Мальчика звали Чарли; он быстро освоился в доме своего «босса», сдружился с его дочкой, а однажды сказал:
— Господин, наденьте на меня красивый ошейник, какой носит наш Файф, тогда никто из белых меня не обидит.
— Ты не собака, Чарли, — ответил Моро. — Помимо Америки есть и другие страны, где тебя никто никогда не обидит…
Непостижимо быстро Чарли заговорил по-французски. Но мальчик не знал, что ему предстоит освоить еще один язык — русский, и тогда вся его жизнь повернется в иную сторону…

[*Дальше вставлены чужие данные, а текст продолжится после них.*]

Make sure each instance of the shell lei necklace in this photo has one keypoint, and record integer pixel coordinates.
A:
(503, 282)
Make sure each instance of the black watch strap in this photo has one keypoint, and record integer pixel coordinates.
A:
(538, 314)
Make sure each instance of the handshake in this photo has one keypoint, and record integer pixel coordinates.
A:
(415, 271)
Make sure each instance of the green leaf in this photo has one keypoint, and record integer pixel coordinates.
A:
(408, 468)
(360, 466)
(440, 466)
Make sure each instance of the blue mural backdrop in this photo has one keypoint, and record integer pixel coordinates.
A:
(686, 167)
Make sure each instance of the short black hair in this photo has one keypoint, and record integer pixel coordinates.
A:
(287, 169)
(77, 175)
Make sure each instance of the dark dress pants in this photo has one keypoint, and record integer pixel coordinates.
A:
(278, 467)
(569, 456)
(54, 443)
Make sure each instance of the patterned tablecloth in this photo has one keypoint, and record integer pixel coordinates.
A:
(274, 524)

Чем выше восходила звезда Наполеона, тем все выше поднималась и женская талия. Ему так нравилось! После Тильзитского мира пояс перехватывал бюст уже возле подмышек, и дальше поднимать его было некуда. Не скоро еще (после Венского конгресса) талия женщин стала возвращаться на то естественное место, где находится и поныне. Но встреча двух армий в Тильзите наглядно отразила разницу между празднично-карнавальным антуражем войска Наполеона и тусклой обыденностью русской формы. В 1808 году Александр ввел эполеты, хотя офицеры встретили это новшество с явным недовольством, в блеске новых мундиров усматривали «французские ливреи».

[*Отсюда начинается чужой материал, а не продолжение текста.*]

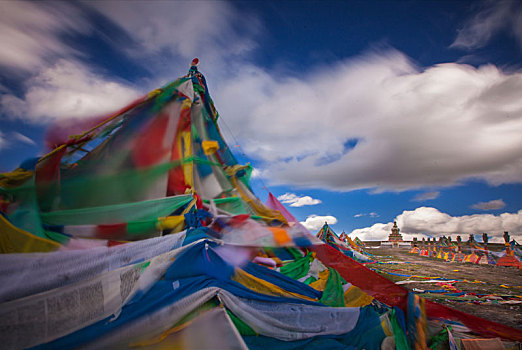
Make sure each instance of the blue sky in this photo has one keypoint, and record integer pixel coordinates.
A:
(357, 113)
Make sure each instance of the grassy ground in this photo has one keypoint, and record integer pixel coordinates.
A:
(498, 289)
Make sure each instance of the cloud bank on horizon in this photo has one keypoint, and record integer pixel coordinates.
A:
(375, 121)
(430, 222)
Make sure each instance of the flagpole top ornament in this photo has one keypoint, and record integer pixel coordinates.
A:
(193, 67)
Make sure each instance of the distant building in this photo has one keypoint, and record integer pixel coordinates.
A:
(395, 236)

— Но мы же не швейцары, — говорили они…
Федор Пален морозным утром вернулся в Петербург. Россия вступала в войну со Швецией, чтобы укрепиться на Балтике, в морях по-прежнему разбойничала Англия, Наполеон вторгся в Испанию, короли Португалии спасались от него в Рио-де-Жанейро. Александр спросил Палена, каковы его политические выводы из посещения Америки, и молодой камергер, далеко не глупый человек, ответил: «Именно нашими днями следует датировать начало эпохи, наиболее благоприятной для Америки, которая выходит из своей летаргии…» По мнению Палена, нападение Наполеона на Испанию и Португалию вызовет скорый развал их южноамериканских колоний:
— Очевидно, там возникнут новые государства, а уж Мексика-то первой возьмется за оружие… Осмелюсь напомнить, что Моро, вхожий в семью президента, дал мне понять, что Штаты нуждаются в более прочных связях с Россией.
— Джефферсон писал мне… благодарю, граф.
Разговор окончен. Александр принял Румянцева, сказав, что обстановка после Тильзита уже не требует спешного прибытия Моро, и потому его отказ от русской службы не слишком-то огорчителен для Петербурга. Румянцев перешел к насущным делам: Наполеон брата своего Жозефа, словно редьку какую, с престола в Неаполе пересаживает на престол в Мадриде, а в Неаполе королем будет принц Мюрат.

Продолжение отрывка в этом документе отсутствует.